# The Gutenberg Cantata



## blondheim (Jul 6, 2020)

I am looking for recordings of the original version of this piece. I am not looking for Hark the Herald Angels. Any suggestions for the actual Festgesang would be very welcome. I seem to find many many arrangements, but the original is more scarce. I do not own any recordings yet and have yet to find one in lossless. Help will be much appreciated, thanks in advance!


----------



## adriesba (Dec 30, 2019)

I tried finding a recording of this piece years ago, but found nothing. I assume no recording of it exists, but I could be wrong. If someone knows of one, I would also be very interested! 

By the way, what do you mean when you say you found many arrangements? Do you mean arrangements of the melody being used for hymns and such?


----------



## blondheim (Jul 6, 2020)

No, the tracks are named Vaterland... but they are longer than they should be, without the interesting bridge section, and have an (arr. by) or (ad. by) credit to them.

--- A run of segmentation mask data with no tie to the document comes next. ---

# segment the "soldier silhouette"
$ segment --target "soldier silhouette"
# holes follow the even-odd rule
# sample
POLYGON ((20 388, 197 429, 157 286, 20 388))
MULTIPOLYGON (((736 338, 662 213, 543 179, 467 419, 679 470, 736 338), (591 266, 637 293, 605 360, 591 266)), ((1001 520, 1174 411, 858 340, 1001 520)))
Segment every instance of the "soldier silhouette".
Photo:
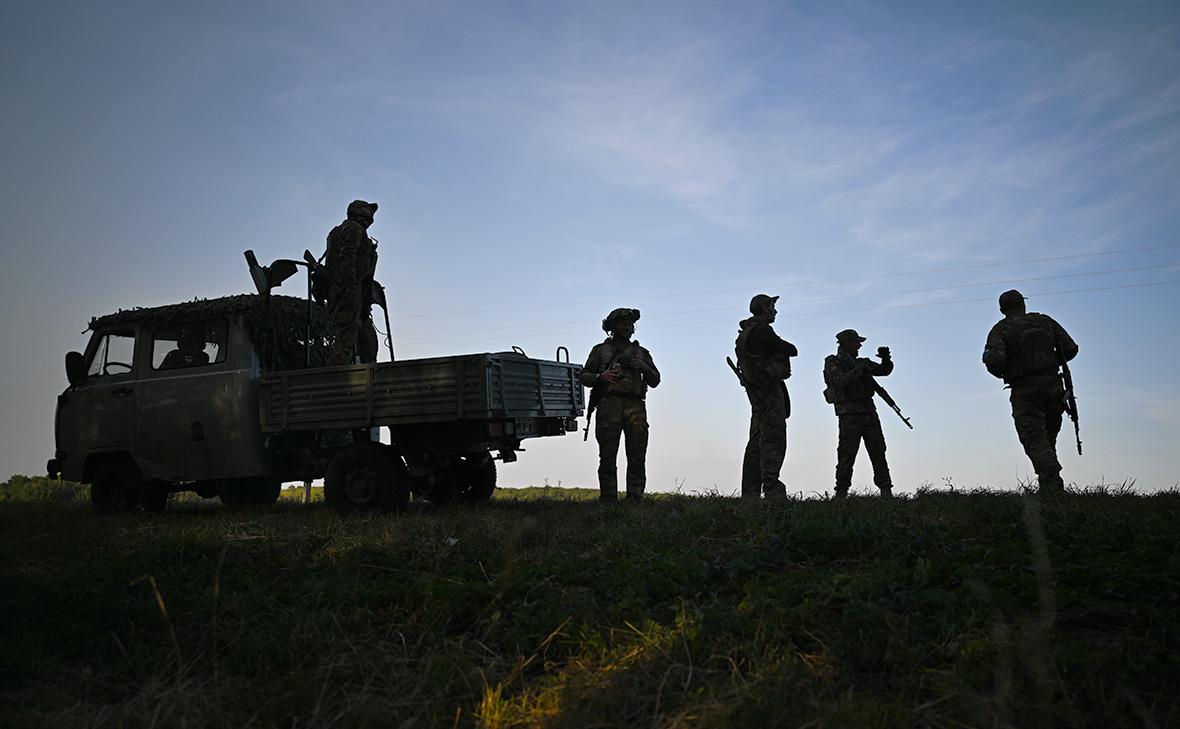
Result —
POLYGON ((647 390, 660 384, 660 371, 651 353, 632 341, 639 309, 615 309, 602 320, 610 336, 594 345, 582 369, 582 384, 592 388, 591 412, 597 411, 594 438, 598 441, 598 497, 619 496, 619 440, 626 438, 627 498, 643 498, 647 486, 647 390))
POLYGON ((1024 296, 1015 289, 1000 294, 1000 313, 1004 318, 988 332, 983 364, 1011 388, 1016 435, 1037 473, 1039 491, 1061 493, 1057 434, 1065 388, 1058 367, 1078 355, 1078 345, 1053 317, 1025 311, 1024 296))

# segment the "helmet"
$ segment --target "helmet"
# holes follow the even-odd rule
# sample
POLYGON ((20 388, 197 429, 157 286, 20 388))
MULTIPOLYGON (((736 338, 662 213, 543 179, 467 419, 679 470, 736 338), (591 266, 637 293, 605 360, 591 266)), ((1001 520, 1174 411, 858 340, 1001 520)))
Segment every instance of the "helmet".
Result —
POLYGON ((615 309, 602 320, 602 331, 609 332, 611 325, 619 319, 629 319, 632 323, 639 321, 639 309, 615 309))
POLYGON ((1022 311, 1024 296, 1016 289, 1010 289, 1000 294, 1000 311, 1022 311))
POLYGON ((750 299, 750 313, 754 315, 761 314, 776 301, 778 301, 777 296, 758 294, 754 298, 750 299))
POLYGON ((348 204, 348 217, 350 218, 365 218, 370 223, 373 222, 373 215, 377 212, 377 203, 365 202, 364 200, 353 200, 348 204))
POLYGON ((845 329, 836 333, 837 342, 863 342, 865 338, 856 333, 855 329, 845 329))

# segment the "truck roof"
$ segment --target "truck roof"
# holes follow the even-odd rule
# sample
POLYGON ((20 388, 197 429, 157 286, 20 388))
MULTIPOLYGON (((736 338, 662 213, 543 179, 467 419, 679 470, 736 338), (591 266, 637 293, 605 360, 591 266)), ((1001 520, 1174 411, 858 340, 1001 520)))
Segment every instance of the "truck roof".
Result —
MULTIPOLYGON (((97 316, 90 320, 90 329, 100 327, 138 324, 141 322, 170 322, 201 319, 213 316, 224 316, 236 313, 248 313, 254 316, 262 314, 262 297, 258 294, 238 294, 237 296, 223 296, 217 299, 195 299, 180 304, 165 306, 137 307, 134 309, 120 309, 114 314, 97 316)), ((270 296, 270 313, 273 321, 307 320, 307 300, 296 296, 270 296)), ((327 324, 327 314, 324 307, 312 304, 313 329, 322 330, 327 324)))

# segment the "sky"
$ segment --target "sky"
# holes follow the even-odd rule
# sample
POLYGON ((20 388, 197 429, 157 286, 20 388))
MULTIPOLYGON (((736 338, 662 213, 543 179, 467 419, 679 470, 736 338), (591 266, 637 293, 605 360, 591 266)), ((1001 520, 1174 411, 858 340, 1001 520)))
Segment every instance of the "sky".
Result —
MULTIPOLYGON (((1080 345, 1066 481, 1180 484, 1174 2, 13 0, 0 41, 0 478, 44 472, 92 316, 250 291, 243 250, 322 252, 361 198, 399 359, 582 360, 641 310, 650 490, 738 490, 756 293, 800 352, 789 491, 832 490, 849 327, 914 423, 882 409, 895 491, 1017 488, 1009 288, 1080 345)), ((596 484, 593 439, 525 447, 502 485, 596 484)))

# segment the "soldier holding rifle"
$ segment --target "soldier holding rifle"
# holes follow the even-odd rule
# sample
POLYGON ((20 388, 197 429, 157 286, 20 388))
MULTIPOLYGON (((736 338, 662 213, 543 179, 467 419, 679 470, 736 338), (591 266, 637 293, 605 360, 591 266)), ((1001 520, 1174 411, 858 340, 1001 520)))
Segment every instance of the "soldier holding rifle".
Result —
POLYGON ((1037 473, 1039 491, 1062 493, 1057 434, 1067 412, 1077 432, 1077 401, 1066 363, 1077 356, 1078 345, 1052 317, 1026 312, 1024 296, 1015 289, 1000 294, 1000 312, 1004 318, 988 332, 983 364, 1012 390, 1012 420, 1037 473))
POLYGON ((641 499, 647 485, 647 389, 660 384, 660 371, 651 353, 632 341, 639 309, 615 309, 602 320, 610 336, 594 345, 581 381, 590 391, 586 429, 595 411, 594 438, 598 441, 598 498, 619 497, 619 441, 626 437, 627 498, 641 499))
MULTIPOLYGON (((835 406, 840 421, 840 436, 836 446, 836 498, 843 499, 852 486, 852 467, 860 442, 865 443, 869 460, 873 463, 873 483, 882 497, 893 495, 893 480, 889 475, 889 463, 885 460, 885 434, 881 431, 881 419, 873 395, 880 393, 886 402, 901 415, 892 398, 881 389, 874 376, 884 377, 893 372, 893 358, 888 347, 878 347, 880 363, 867 357, 857 357, 865 338, 854 329, 845 329, 836 335, 836 354, 824 359, 824 400, 835 406)), ((911 428, 913 426, 910 426, 911 428)))

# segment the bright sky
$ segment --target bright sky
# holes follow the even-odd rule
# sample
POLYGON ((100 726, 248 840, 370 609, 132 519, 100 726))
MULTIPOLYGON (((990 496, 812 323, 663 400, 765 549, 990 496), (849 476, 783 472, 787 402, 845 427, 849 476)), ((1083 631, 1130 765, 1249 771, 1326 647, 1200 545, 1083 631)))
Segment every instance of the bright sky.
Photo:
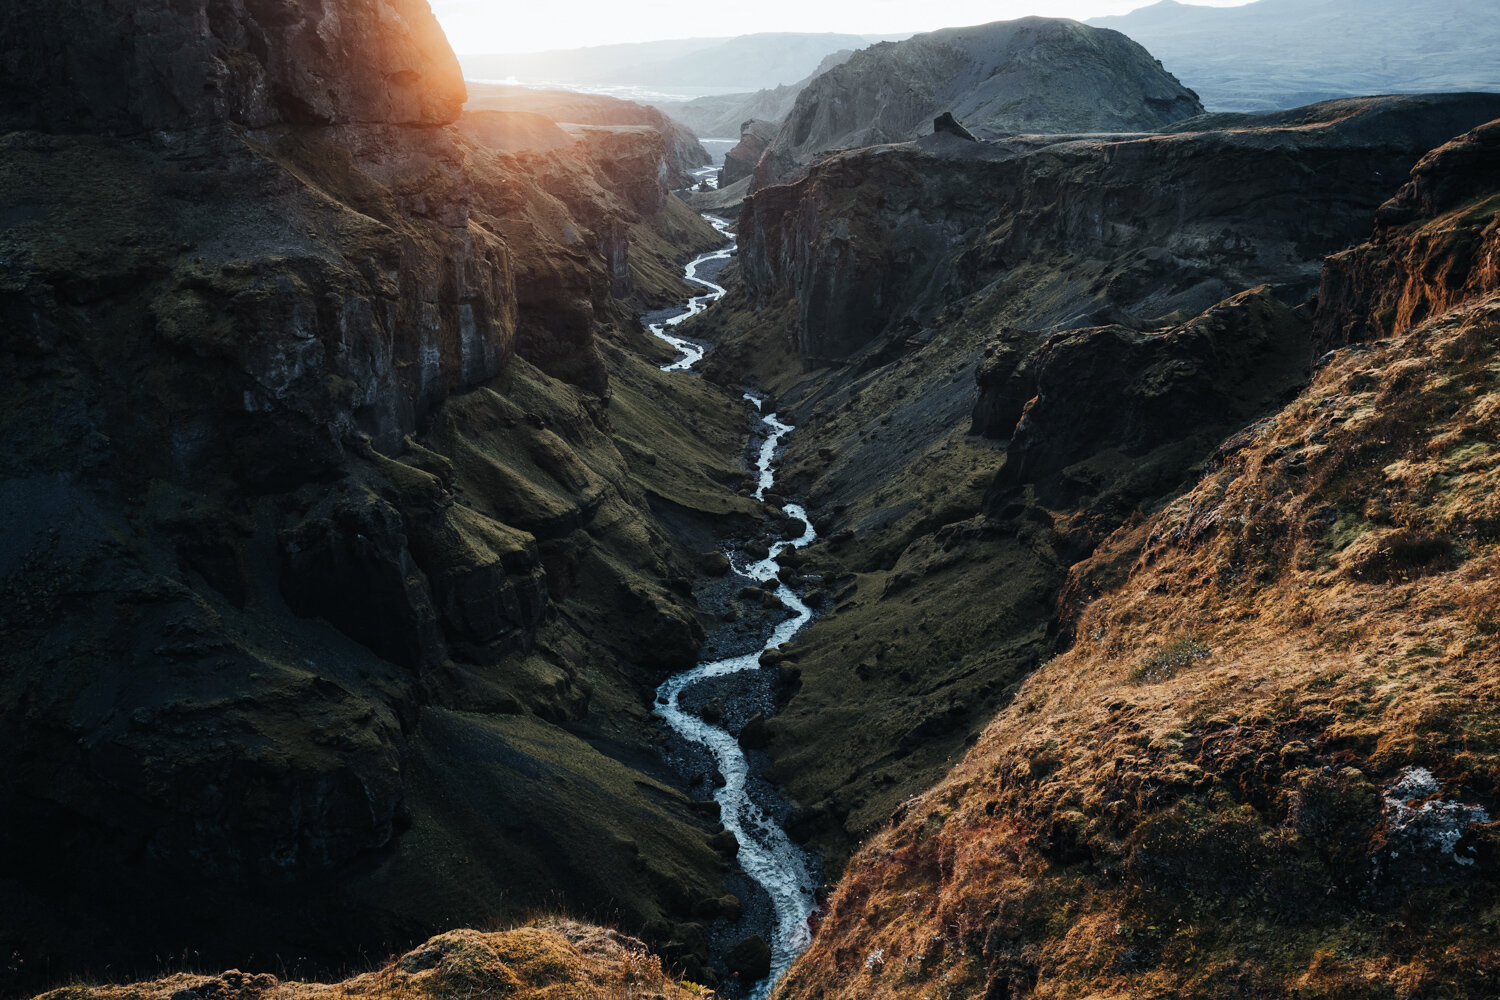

I can't seem to find the original anywhere, only Midi-transcriptions of it.


----------



## Rogerx (Apr 27, 2018)

blondheim said:


> I am looking for recordings of the original version of this piece. I am not looking for Hark the Herald Angels. Any suggestions for the actual Festgesang would be very welcome. I seem to find many many arrangements, but the original is more scarce. I do not own any recordings yet and have yet to find one in lossless. Help will be much appreciated, thanks in advance!


No offence but did you check the internet?


----------



## blondheim (Jul 6, 2020)

Rogerx said:


> No offence but did you check the internet?


You know, weirdly I did, and my search being fruitless, I thought someone from this community might have some more information. Considering the name of the site.


----------